As I’m in the Christmas mode and not in the habit of reinventing the wheel, I have been republishing some older, but nevertheless still useful, Christmas posts from previous years. One of the enduring problems within the church is a latent Gnosticism that rears its head from time to time, but almost never quite so much as at Christmas. There is a sense that only the “spiritual” things can be enjoyed (if any of it at all) whilst the material aspects, particularly the trappings, are to be shunned as evil.
As I argue below, I think this is little more than that Gnostic tendency arising. Further, I think those who would try to stop others from celebrating and enjoying Christmas fully are actively doing what the Bible expressly tells them not to do. That is to say, they are sinning. They are permitted not to join in – that liberty is entirely scriptural – but they are not free to judge or ruin the fun of those who would.
The aim of this post, I hope, is to make a case for an actually merry Christmas for those who would like to have one.
There is a gnostic streak that runs through a lot of evangelicalism. Whilst there are some who have a gnostic emphasis on special knowledge and words from the Lord, far more common is the broader dualistic material-bad, spiritual-good calculation. It essentially comes out in a kind of legalism whereby there are acceptable and unacceptable things to enjoy which, though they may appear arbitrary, are essentially held together by this dualistic approach to the world. If there is a “spiritual” dimension, then it’s alright but if it is deemed “material” without apparent spiritual element (as the beholder judges it) then it may be “worldly” or just plain bad.

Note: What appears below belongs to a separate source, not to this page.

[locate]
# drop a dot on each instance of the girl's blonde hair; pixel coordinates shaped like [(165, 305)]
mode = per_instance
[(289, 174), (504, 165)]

Some of this, I think, is at play in the push to make every aspect of Christmas point to Christ and to squeeze every possible bit of apparent spiritual value out of Christmas. When it is coupled to a lament about the materialistic and consumeristic emphases that attend this time of year, it starts to look remarkably like gnostic Christmas. The bits where we focus on Jesus are good, the bits where we enjoy lots of food and presents are bad. Spiritual = good, material = bad. It is gnostic (or dualism) in all but name. Certainly, whatever it is, it is sub-Christian.